8 Days Until Departure
When I first tell people I'm studying abroad their first emotions are excited, envious and happy. Excited that I will be travelling to somewhere foreign, envious because they wish to be abroad and happy because they are happy for me to take this opportunity. These emotions lead to a question after the rush of excitement calms,
"Are you scared?"
"No" is my response. I genuinely feel that i can do it. I am brave, I am courageous, I am responsible enough to make smart choices, I am an extrovert and have no problem making friends, I can cook, I can clean, I can handle this. While I understand myself enough to know that this is something I most definitely am capable of doing, I still find myself anxious. Take last night for example, I woke up at 3:30am on the cusp of an anxiety attack feeling nauseous, heart racing and weak. It took me an hour of a self-help audiobook, meditation and writing in my journal to put me back to sleep (after much tossing and turning). The week before that I had to leave work after physically becoming ill from over exhaustion, stress and anxiety.
It has been 15 months since I knew that I wanted to make studying abroad my goal and up until recently it was all about how excited I was, how I wanted to get out of this town and see the world. Now, I find myself sleep deprived, my nerves are shot and if I think about getting onto that plane I start to have a panic attack. PSA: I have had plane anxiety for the past 5 years to the point where I didn't take advantage of fantastic once-in-a-lifetime opportunities because it required I step on a plane. I finally overcame my plane anxiety 2 years ago, but alongside my claustrophobia with buses, it's something I battle with daily. So while dealing with all of that, my counsellor and I realized that I am also having separation anxiety from the thought of leaving my family and the comfort of my house. There's a bit more to that, but overall, I am scared to what I will come back to after studying abroad. I am not afraid of the 'normal' things that people assume I am afraid of. Things such as leaving to a foreign country, not knowing the language or anyone, having to live by myself, be responsible and not starve myself with only mac and cheese and frozen dinners. I am not afraid of those things. I actually welcome them. I find pleasure in those challenges. I am afraid of something more complex than that. Put all that angst, nail-biting and stress together and you have a human wreck.

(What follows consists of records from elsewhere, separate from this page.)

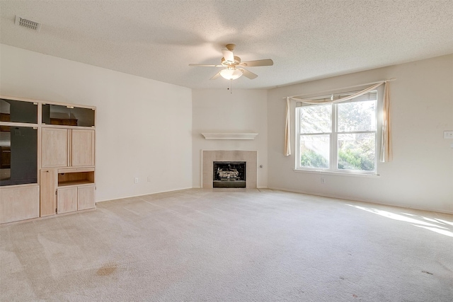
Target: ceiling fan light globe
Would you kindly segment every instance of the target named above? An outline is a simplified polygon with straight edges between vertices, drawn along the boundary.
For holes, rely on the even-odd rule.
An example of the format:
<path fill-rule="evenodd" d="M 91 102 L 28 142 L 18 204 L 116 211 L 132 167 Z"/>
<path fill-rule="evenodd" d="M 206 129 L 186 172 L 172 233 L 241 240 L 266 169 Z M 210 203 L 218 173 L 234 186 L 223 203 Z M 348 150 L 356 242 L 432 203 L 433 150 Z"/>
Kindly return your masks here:
<path fill-rule="evenodd" d="M 223 69 L 220 71 L 222 78 L 227 80 L 236 80 L 242 76 L 242 71 L 240 69 Z"/>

I understand that home is where the people you love most are, not things; and that this adventure will change me and be the best experience of my life. I know that there will be so many things that I will learn this upcoming year that I could never learn while staying here. I have an optimistic feeling that I will meet people who will change the way I think about the world and will become my closest friends. I know that this is something that is good for me and I can handle it. But while everything will be okay, the anxiety and stress is still keeping me up at night. The only thing I can do right now is keep my mind calm and understand that everything will be fine and if it's not, I can figure it out then.
At my Farewell Open House, I felt so much love and support, that my spirit was lifted. It is such a great feeling knowing that you have a whole team of kind, lovely and wonderful people who are cheering you on. That is something I am reminding myself as I go through this.
I have been reading quite a few self-help books lately and have come to the realization of my own personal growth and exploration that I will be working on this year. There is a long list of things I need to work on and I am so immensely excited and looking forward to working towards a happier me. It is seldom that I am able to quietly focus on myself because I am always helping others in the hustle and rush of my life. I am sincerely looking forward to doing this adventure for me and me alone. To get through this and enjoy every single minute no matter how hard it may be in that moment. I am excited to look back on this and see it as a challenge, but know that I got through it. I have so many loving people beside me and I cannot wait for this personal journey. Overall, I am a mess, but I truly know I will be okay.